R. Dalla constatazione che la figura più eminente del suo secolo, il re forse più tollerante, giusto e umano che la storia abbia mai visto, continua per gli storiografi moderni a portare impresso il marchio di sovrano assolutista, aggressore e guerrafondaio. Guardando con lo specchietto retrovisore attuale i fatti accaduti tre secoli fa, quasi tutta la storiografia moderna mette in evidenza soprattutto gli aspetti negativi, gli innegabili errori compiuti, anche se pochi, e la sua inguaribile misoginia, che pure era reale, enorme, ma che andava spiegata. Per i contemporanei di tutto il continente, che allora rappresentava il mondo intero, Federico assomigliava per quello che fece “all’Eterno”, come non esita a scrivere Diderot, che conclude così: “La potenza della Prussia è opera del tuo genio. Sei tu che l’hai creata, sei tu che la sostieni, diventa il benefattore di tutti i popoli. In Europa è risuonato il voto che si faceva da ogni parte per i suoi sforzi. Prima era stato ammirato, adesso sarà benedetto. una meno solenne, ma più istruttiva e più nobile: popoli, lui ha spezzato le catene che vi stavano preparando. Principi dell’impero germanico, lui non vivrà in eterno, Sullo zoccolo della sua statua avevo inciso questa iscrizione: le più formidabili potenze d’Europa si coalizzarono contro di lui e sparirono davanti a lui. Ne inciderò adesso ricordatevelo e pensate a voi”. Mi sembrava dunque giunto il momento di fare chiarezza, riportando alla luce documenti inoppugnabili, ignorati oppure deliberatamente trascurati.
Gabriele Parenti
Cenni biografici
Claudio Guidi ha iniziato la sua carriera come responsabile dell’ufficio stampa del Teatro Stabile dell’Aquila, poi ha svolto le funzioni di Dramaturg in alcuni grandi teatri berlinesi, prima di trasferirsi per molti anni a Parigi come critico teatrale e corrispondente culturale, per compiervi anche studi approfonditi sui massimi esponenti del movimento enciclopedista.

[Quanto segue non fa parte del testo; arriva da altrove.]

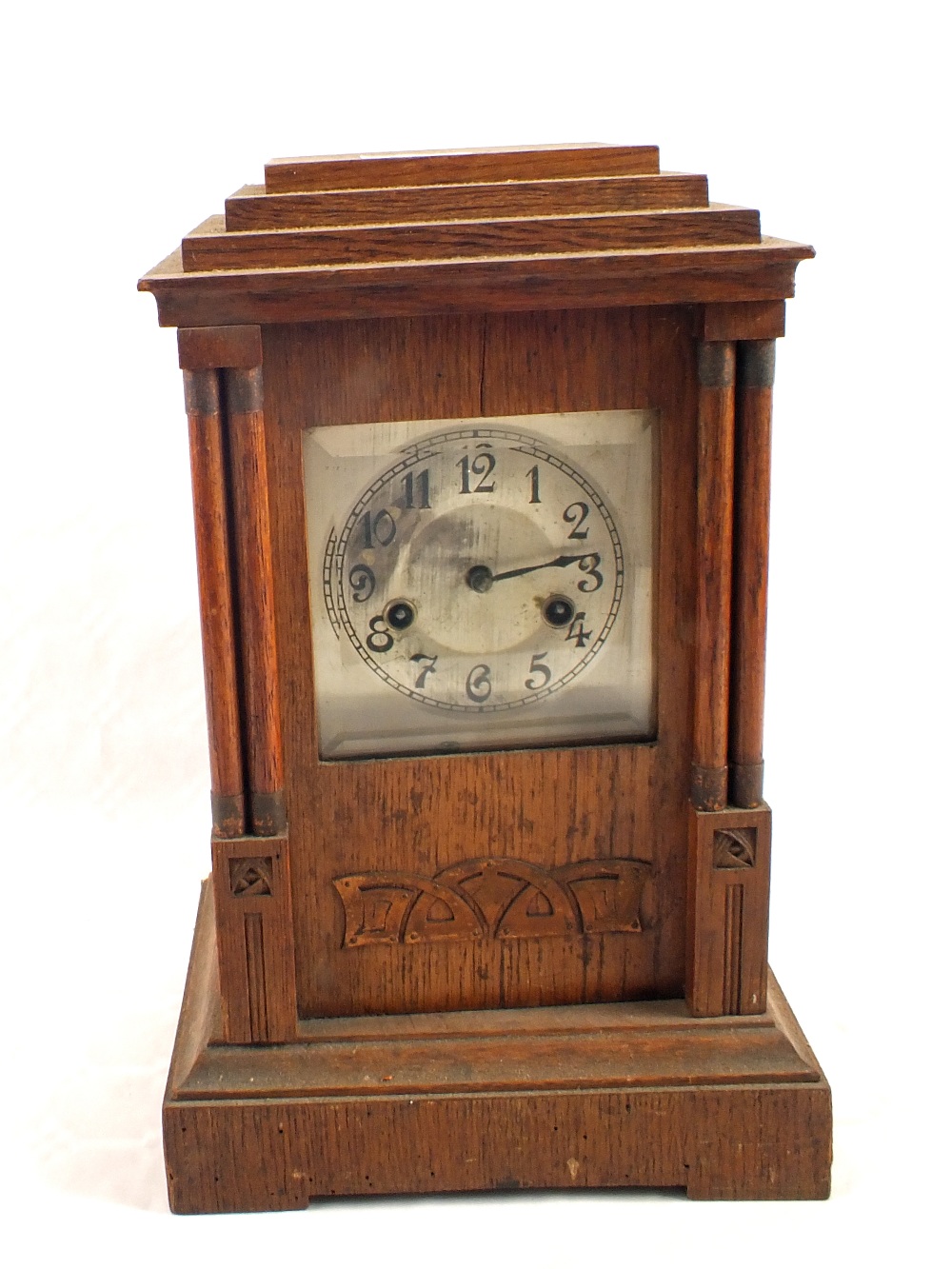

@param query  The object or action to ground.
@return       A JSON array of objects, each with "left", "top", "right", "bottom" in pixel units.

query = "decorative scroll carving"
[
  {"left": 228, "top": 855, "right": 271, "bottom": 899},
  {"left": 334, "top": 859, "right": 650, "bottom": 948},
  {"left": 713, "top": 828, "right": 757, "bottom": 868}
]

Rientrato in Germania, ha continuato la sua attività giornalistica di corrispondente di agenzie di stampa e di vari quotidiani. Da oltre un decennio si dedica esclusivamente all’attività di storico e sul Settecento francese ha finora pubblicato otto volumi, entrati nelle più grandi biblioteche universitarie e nazionali del mondo. Con scadenza periodica è prevista la pubblicazione dei rimanenti tre volumi della biografia di Federico il Grande, che comprenderà un totale di oltre 2.000 pagine.